Sur ces flancs on y creuse pour y dérober de la roche basaltique quand on ne la dépèce pas par endroit pour y faire surgir des projets immobiliers. « Pour Tata Annette, comme on l’appelle affectueusement, « Le déclin de Dakar a commencé –oserais-je l’écrire ?- avec…l’indépendance ! Devenue capitale nationale avec tous les avantages, son aura s’est curieusement ternie peu à peu par l’attitude des nouveaux riches qu’affichent les promoteurs « immobiliers avec leurs buildings, leurs villas devenues maisons de rapport, et les plages presque inaccessibles, les rues encombrées, la surpopulation… ». Pour beaucoup, les plages sont en effet rendues inaccessibles aux populations riveraines. C’est le cas au niveau de la Cour de Cassation du Terrou Bi, du Virage, des Mamelles, etc. 60 années après les indépendances, comme s’il y avait un problème avec le temps qui ne met au centre du jeu que sa puissance destructrice, la ville s’abîme. Sans vergogne, elle accélère sa descente en enfer.

Dakar offre en effet un visage marqué par l’infamie d’une terrible absence de vision, étouffée par l’obsession des autorités à laisser s’ériger des bâtiments dans son littoral agressé par l’érosion. Persévérant dans l’erreur, continuant de construire dans chaque bout de terre, sans que cela ne semble déranger personne, elles s’obstinent dans le refus de redresser la pente, de corriger la nouvelle trajectoire de cette ville désordre, sans âme, où les désespérances viennent avec leurs bagages de misère s’affaler au pied des immeubles sur des cartons de fortune.

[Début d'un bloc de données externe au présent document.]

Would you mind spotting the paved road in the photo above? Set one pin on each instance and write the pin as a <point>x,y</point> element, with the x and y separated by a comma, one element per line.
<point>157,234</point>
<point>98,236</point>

S’y ajoutent les vibrations des voitures qui roulent à grande vitesse sur la route devenue à deux voies, fragilisant encore plus la corniche, sans qu’on ne mesure les dégâts occasionnés au quotidien. Il est plus que temps de voir les dangers qui guettent la presqu’île et qui risquent de la voir disparaitre, emportée par la furie des eaux du fait d’une politique foncière désastreuse. Et avec elle, toute vie humaine et végétale, tout un pan de civilisation, du fait de la cupidité de l’homme qui fait pire que le virus du Covid19. C’est dire qu’au-delà de rendre la mer accessible, il importe de rappeler le rôle-barrière que joue la corniche. Il y va de la survie de la capitale.